Diagnostic and Responsive
The teacher uses student response patterns, diagnostic skill surveys, and progress monitoring assessments to adjust instructional goals, pacing, presentation, and amount of practice given within the lesson framework. The teacher monitors progress through observation and brief quizzes that measure retention of what has been taught. Lessons are modified accordingly.
Multilinguistic
The layers and systems of language comprise the content of lessons. A comprehensive lesson will address and weave these together, like the strands of the reading rope. The reason for including all layers of language is to deepen lexical knowledge and grammatical knowledge and thereby foster more fluent processing of print.
- Phoneme awareness. Until students are proficient readers and competent spellers, lessons should include activities designed to sharpen awareness of individual speech sounds, syllable stress patterns, and advanced phoneme manipulation. These are independent of, but connected to, print-based activities.
- Sound–symbol (phoneme–grapheme) correspondences for reading and spelling. Approximately 75 to 90 phoneme–grapheme correspondences are frequent enough that they can be directly taught and practiced, over a period of 1 to 3 years.
- Orthographic patterns and conventions, beyond predictable phoneme– grapheme relationships. Spellings such as –ck, –tch, and –dge after short vowels, or the constraints on letters v and j, should be taught. Familiarity with the six basic types of written syllables helps students decode and spell vowel sounds: closed (com, mand), open (me, no), vowel-consonant-e (take, plate), vowel team (vow, mean), vowel-r combinations (car, port), and the final consonant-le pattern (lit-tle, hum-ble).

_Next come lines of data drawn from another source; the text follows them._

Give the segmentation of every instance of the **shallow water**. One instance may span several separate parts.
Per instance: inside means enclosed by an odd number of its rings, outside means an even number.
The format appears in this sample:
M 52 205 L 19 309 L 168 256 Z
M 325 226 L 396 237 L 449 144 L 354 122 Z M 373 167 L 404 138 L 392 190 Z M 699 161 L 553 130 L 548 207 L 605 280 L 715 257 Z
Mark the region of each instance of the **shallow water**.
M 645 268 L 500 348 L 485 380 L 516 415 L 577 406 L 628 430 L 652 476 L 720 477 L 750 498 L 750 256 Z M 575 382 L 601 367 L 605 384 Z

- Morphology. The consistent and stable spellings of morphemes, including prefixes, roots, base words, and suffixes, provide keys for word reading, vocabulary, and spelling. Instruction in morphology can be linked to words’ grammatical roles and language of origin, in cases where that information will help explain why words are spelled the way they are.
- Syntax. The study of syntax helps students understand and express meaning in relation to word order and sentence structure. It includes understanding parts of speech and conventions of grammar and word use. Lessons include interpretation and formulation of simple, compound, and complex sentences, and manipulation of phrases and clauses in sentence construction.
- Semantics. Meaning should be sought and discussed at the word, phrase, sentence, and discourse levels, with teacher modeling and guidance. Even in beginning instruction with simple words, semantic relationships such as multiple meanings can be explored.
To summarize, comprehensive, structured literacy instruction includes time for development of all language skills on which word recognition and language comprehension depend. While foundational skills are being learned, students at all levels can be exposed to many kinds of texts—stories, informational text, poetry, drama, and so forth, even if that text is read aloud to them. Familiarity with academic language will become more important to reading comprehension as a student gains basic reading skills. Reading worthwhile texts that enrich vocabulary and stimulate deep thinking about important ideas is a critical component of any English language arts program.